And so everything is always to be started anew, and one should somehow be satisfied with that.
Having been as much surprised as touched by the trust in me that l’Apostrophe, the national theatre in Cergy Pontoise, showed a few months ago in welcoming me for a pluriannual artist-in-residence program, I needed to imagine how best to honor that trust, and more precisely to ask myself if I was once again ready to face the question of “other”: something with “others”; something for something “other”… The irresistible attraction for vagueness that is so present in our culture of communication called, and it was about transforming it into acts.
At any rate, the project would be far from any tabula rasa —or most probably way beyond it—, if one is ready to accept the idea that absurdity can be confronted with its own limits. And indeed, perhaps precisely because of a certain taste for limits, in contrast to the modern obsession that refuses them, along with a simple idea that between the principle of precaution and the act of rushing headlong into something, there exists a vast space where it only depends upon oneself to create something exhilarating.
So writing for a larger ensemble became essential, an immense but necessary step to climb, one whose success depended essentially on the quality of the musicians I would invite on the adventure. As this holistic ideal called, a wish list of musicians took shape, in retrospect with a gratifying facility. An orchestra to be made up of exceptional soloists (twelve, who knows why?), including some who had long been associated with the ilium project, others who I met only recently, but all of whom I had come across on various shared ventures.
What is essential, however, was less our common history than the admiration I have for these people, which is limitless. It is a sort of raw admiration for what each person is and for what each person does, with as much determination as generosity, and as much open-mindedness as expertise. It is an admiration that has found itself reinforced at each step of the way, and has convinced me that the multiplication of people does not necessarily generate a multiplication of problems.
It was a form of admiration that kept the nostalgia for golden ages where it rightly belonged, certainly necessary for creating the atmosphere, but discreet enough to project a commonly felt intuition and likewise the simple desire to evolve. It was a sort of small society of experts, united around a subject to be broached, which they tackled in a masterly way, all the while asking for nothing more than to play. It was a concentrate of individuals, all so human, seeking emotion through a maieutic process that surpassed the techniques on which they had worked so much, essentially together and sometimes apart, each individual aware that the expression of his own singularity depended fundamentally on the quality of his link to others.
And all that to attain moments of fulfillment made all the more intense by being the result of the time it took to obtain them. Taking time, respecting the difference between agility and nervous tension, is a savory counterweight to the dictatorship of the instant and of the masses, and the numerous attendant frustrations.

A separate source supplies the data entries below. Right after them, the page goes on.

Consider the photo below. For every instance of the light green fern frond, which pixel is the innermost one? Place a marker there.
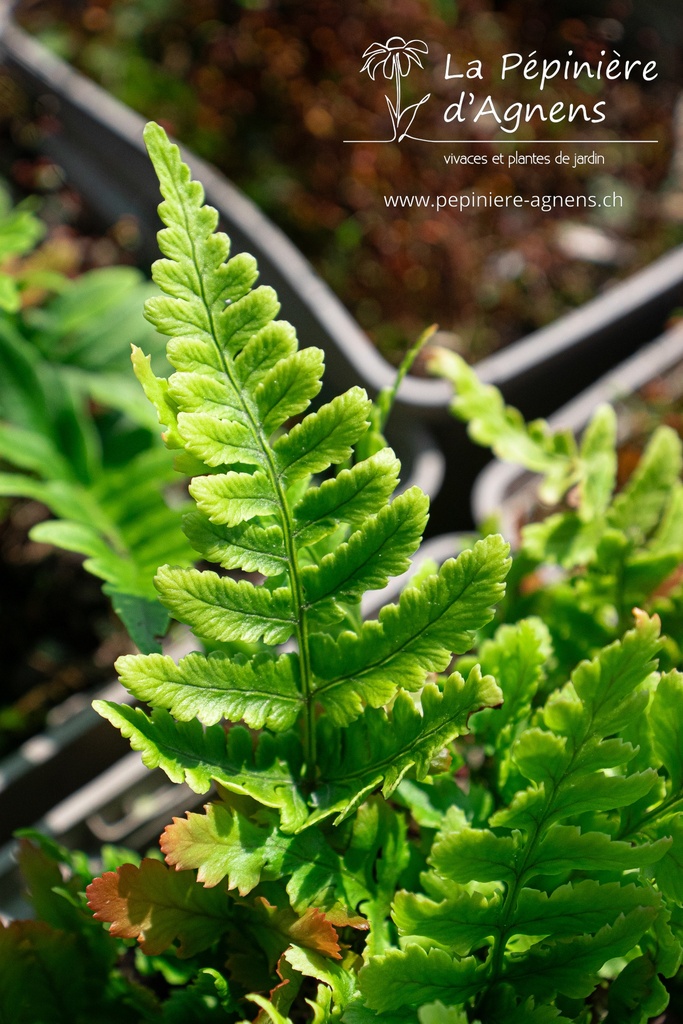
(269, 501)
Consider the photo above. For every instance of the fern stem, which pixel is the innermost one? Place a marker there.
(300, 611)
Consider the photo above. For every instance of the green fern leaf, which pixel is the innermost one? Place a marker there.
(416, 636)
(416, 977)
(351, 496)
(570, 966)
(263, 691)
(219, 608)
(376, 552)
(247, 547)
(187, 754)
(324, 438)
(378, 748)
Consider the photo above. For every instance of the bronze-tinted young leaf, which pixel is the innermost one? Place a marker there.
(160, 907)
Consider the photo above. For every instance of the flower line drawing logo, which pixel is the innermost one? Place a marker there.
(394, 58)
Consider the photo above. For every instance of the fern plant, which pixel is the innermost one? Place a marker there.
(610, 550)
(522, 860)
(73, 435)
(333, 707)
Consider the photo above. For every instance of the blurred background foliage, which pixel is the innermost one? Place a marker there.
(269, 89)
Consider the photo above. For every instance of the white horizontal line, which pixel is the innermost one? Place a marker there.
(518, 141)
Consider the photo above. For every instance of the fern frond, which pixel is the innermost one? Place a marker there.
(188, 754)
(579, 762)
(240, 382)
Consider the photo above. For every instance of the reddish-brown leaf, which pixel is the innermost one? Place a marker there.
(159, 906)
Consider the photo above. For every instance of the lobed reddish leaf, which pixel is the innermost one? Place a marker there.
(159, 906)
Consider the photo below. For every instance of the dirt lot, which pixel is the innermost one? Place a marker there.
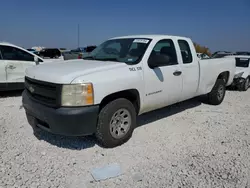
(187, 145)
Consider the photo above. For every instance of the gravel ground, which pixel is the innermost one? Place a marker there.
(186, 145)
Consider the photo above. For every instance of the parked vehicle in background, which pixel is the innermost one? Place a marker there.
(243, 53)
(50, 53)
(202, 56)
(78, 53)
(13, 62)
(103, 93)
(242, 73)
(63, 50)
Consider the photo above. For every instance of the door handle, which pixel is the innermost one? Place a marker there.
(177, 73)
(11, 67)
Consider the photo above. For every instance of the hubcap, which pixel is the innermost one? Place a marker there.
(220, 93)
(120, 123)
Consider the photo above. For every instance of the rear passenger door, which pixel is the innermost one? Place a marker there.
(2, 70)
(190, 71)
(163, 84)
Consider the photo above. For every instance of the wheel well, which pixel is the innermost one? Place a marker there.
(132, 95)
(224, 76)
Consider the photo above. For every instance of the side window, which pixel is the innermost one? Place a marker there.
(165, 47)
(185, 52)
(116, 46)
(12, 53)
(113, 48)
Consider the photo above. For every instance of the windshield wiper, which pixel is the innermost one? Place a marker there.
(89, 57)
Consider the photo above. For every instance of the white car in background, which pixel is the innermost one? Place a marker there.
(13, 62)
(242, 72)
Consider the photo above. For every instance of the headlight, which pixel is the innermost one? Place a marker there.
(238, 75)
(77, 95)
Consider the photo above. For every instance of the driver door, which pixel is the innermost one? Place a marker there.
(163, 84)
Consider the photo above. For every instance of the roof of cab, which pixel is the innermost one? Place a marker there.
(156, 36)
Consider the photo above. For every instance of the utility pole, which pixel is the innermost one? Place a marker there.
(78, 35)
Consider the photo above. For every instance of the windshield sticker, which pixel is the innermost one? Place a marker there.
(145, 41)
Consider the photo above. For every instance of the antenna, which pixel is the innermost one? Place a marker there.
(78, 35)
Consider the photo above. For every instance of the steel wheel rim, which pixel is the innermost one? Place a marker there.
(220, 93)
(120, 123)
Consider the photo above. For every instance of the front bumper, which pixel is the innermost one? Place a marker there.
(238, 81)
(75, 121)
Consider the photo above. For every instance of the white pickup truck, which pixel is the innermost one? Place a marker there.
(123, 77)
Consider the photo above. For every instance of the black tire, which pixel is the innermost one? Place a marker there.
(103, 133)
(244, 85)
(216, 96)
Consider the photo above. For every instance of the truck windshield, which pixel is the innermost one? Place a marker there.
(127, 50)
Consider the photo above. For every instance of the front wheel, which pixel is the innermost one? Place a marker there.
(216, 96)
(245, 85)
(116, 123)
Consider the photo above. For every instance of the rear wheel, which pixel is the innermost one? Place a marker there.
(216, 96)
(116, 123)
(245, 85)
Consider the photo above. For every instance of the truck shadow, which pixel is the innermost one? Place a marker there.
(6, 94)
(81, 143)
(73, 143)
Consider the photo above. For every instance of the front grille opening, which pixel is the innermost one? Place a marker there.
(43, 92)
(44, 124)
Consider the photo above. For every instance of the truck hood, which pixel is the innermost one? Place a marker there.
(64, 72)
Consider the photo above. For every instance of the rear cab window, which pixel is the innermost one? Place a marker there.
(165, 47)
(186, 53)
(12, 53)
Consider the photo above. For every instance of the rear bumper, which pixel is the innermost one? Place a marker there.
(238, 81)
(77, 121)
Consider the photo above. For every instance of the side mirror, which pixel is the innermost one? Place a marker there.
(36, 59)
(158, 60)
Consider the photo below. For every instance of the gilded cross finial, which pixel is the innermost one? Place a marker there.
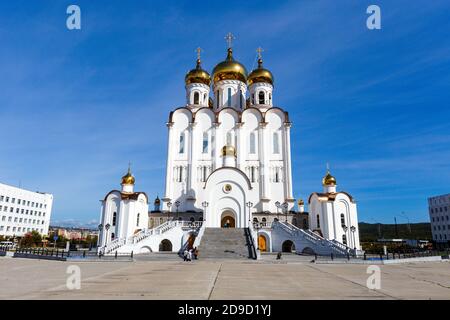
(199, 52)
(259, 51)
(229, 38)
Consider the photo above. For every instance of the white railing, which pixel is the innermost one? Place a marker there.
(315, 238)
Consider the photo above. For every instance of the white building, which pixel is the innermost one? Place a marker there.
(23, 211)
(123, 212)
(333, 214)
(229, 166)
(439, 210)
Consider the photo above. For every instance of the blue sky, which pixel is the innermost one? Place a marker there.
(76, 106)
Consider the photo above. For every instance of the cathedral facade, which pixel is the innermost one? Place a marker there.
(229, 167)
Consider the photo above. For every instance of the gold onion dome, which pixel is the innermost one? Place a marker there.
(228, 151)
(128, 178)
(260, 75)
(198, 75)
(229, 69)
(329, 180)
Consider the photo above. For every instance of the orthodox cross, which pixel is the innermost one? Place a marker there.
(229, 38)
(199, 51)
(259, 51)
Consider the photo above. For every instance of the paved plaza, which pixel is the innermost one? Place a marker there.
(141, 279)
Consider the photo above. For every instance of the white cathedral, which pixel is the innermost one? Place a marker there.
(228, 187)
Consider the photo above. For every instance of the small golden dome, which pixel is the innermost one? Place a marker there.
(329, 180)
(229, 69)
(198, 75)
(228, 151)
(128, 178)
(260, 75)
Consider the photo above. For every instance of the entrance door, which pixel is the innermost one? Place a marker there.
(228, 222)
(262, 243)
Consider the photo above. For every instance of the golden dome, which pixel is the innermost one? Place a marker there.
(228, 151)
(198, 75)
(329, 180)
(128, 178)
(229, 69)
(260, 75)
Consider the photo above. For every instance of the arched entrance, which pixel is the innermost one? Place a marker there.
(191, 240)
(262, 243)
(288, 246)
(228, 220)
(165, 245)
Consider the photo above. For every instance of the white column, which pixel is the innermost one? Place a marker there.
(169, 168)
(287, 161)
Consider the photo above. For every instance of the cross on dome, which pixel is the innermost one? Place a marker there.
(229, 38)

And it is perhaps there, in the voluptuousness of a shared quest for something not immediately discernible, that lies this joy of doing, which is at least equivalent to the joy of succeeding, and which radically transforms the perspective of starting anew with, as a bonus, the impression that the feelings borne out of the collective experience of taking each step, however small and modest it be, provide an extra layer onto things, which makes the fall both less brutal and more unpredictable: one then restarts from a slightly different place each time, and realizes that what needs to be redone needs to be done in a slightly different way.
And so, king of the world for one short instant, one catches oneself hoping that the mosaic of individual post-modern terrains is thus fertilized, by the cultivation of a sensible and sensitive collective movement, in which each individual is as much indebted to common well-known origins, as to common deeply-lived experiences, all slow actors in a complex sedimentation which, why not believe it, would leave a tiny small chance to History.
Is all that about Jazz? Probably, but it might as well be an other question.